Sexual violence occurs in single-headed households and those with absent parents with lack of supervision, it added. Migration, a significant driver of absentee parenting, increases children’s risk of exposure to sexual violence at home.
Emotional violence from parents increases children’s negative behavior, which in turn increases their risk of experiencing violent discipline and perpetrating aggressive behavior towards others, the study noted. Parenting practices such as coercion, threats, insults and a frightening tone increase the risk of child maltreatment and trigger similar behavioral patterns in parent/ child and other relationships.
Physical violence, the most prevalent form, is often perpetrated by adults, with verbal violence as the second most frequent.

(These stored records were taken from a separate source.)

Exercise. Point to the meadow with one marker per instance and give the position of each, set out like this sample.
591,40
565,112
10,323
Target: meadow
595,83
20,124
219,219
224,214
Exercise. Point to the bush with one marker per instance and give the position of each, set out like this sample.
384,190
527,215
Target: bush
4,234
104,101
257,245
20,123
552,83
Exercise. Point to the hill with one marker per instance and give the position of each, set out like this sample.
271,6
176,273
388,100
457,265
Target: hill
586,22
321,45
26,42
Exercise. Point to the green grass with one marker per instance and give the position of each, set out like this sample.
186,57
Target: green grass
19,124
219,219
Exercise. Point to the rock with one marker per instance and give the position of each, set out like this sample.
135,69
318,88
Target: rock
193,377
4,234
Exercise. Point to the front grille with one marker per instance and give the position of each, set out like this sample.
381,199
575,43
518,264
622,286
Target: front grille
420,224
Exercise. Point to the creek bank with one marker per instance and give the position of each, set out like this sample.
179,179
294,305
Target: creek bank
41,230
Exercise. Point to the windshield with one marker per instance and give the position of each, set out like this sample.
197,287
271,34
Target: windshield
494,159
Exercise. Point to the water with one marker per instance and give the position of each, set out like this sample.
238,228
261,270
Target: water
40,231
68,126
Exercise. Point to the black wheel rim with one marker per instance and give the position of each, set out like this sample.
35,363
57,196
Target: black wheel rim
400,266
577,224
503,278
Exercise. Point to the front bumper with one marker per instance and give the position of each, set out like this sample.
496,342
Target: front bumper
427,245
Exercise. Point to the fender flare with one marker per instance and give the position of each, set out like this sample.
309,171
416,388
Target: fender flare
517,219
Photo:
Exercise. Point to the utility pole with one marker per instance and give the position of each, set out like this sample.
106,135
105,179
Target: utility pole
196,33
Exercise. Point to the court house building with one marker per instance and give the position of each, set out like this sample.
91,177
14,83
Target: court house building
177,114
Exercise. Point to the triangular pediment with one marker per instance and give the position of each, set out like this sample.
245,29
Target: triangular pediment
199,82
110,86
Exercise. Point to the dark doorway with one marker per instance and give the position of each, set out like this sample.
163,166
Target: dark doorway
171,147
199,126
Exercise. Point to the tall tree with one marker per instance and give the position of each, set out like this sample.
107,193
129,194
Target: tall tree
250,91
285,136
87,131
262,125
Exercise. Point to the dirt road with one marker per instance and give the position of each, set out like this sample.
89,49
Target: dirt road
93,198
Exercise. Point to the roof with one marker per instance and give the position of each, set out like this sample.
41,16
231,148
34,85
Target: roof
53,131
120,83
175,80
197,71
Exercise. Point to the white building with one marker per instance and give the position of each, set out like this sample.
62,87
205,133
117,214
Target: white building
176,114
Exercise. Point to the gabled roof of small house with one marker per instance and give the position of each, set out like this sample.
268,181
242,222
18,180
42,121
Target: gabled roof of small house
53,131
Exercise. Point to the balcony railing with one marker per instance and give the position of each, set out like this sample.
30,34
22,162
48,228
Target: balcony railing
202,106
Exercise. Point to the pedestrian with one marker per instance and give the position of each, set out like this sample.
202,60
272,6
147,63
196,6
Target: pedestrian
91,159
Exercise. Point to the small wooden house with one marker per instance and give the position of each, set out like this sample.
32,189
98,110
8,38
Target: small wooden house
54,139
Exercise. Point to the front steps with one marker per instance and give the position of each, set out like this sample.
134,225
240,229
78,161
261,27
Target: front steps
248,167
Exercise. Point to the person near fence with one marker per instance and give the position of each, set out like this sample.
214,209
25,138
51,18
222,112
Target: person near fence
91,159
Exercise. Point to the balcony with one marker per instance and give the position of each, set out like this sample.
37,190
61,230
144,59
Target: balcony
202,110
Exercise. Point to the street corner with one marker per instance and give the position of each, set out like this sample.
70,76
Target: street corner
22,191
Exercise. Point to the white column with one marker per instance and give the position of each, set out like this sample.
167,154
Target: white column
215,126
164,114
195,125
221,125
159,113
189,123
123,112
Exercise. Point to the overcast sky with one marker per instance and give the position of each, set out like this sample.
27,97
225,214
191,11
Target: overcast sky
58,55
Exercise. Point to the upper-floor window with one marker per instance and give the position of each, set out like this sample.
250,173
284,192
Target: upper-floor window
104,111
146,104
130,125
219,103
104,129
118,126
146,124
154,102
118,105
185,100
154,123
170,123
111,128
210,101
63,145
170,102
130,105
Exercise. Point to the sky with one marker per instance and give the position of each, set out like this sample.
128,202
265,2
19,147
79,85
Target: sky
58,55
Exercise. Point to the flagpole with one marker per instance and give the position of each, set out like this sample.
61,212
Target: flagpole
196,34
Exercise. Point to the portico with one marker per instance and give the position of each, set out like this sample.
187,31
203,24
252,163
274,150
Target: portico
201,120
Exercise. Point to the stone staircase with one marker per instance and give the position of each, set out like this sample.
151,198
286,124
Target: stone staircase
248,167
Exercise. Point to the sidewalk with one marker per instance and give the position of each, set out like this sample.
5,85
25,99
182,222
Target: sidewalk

This is driven by social norms around the use of corporal punishment in school and at home.
Sexual harassment is the most frequent form of sexual violence in school settings, occurring in both primary and secondary schools, with girls being particularly vulnerable. Grey literature has also highlighted that lesbian, gay, bisexual and transgender (LGBT) youth may be particularly at risk of sexual violence at school, and often from peers.
Since 2007, more than 20 countries including the Philippines, have undertaken national surveys on violence against children, contributing greater evidence and global and regional understanding of research on this issue. Starting in 2010, the Philippines committed to undertake its own national study – the first country in the Asia Pacific region to do so.
The study said Philippine laws and policies enacted recently were crafted to better protect children and adhere to international standards, and are thus held up as positive examples for the region. In spite of these laws, a dearth of national data and a lack of reporting mechanisms have rendered many less effective than intended.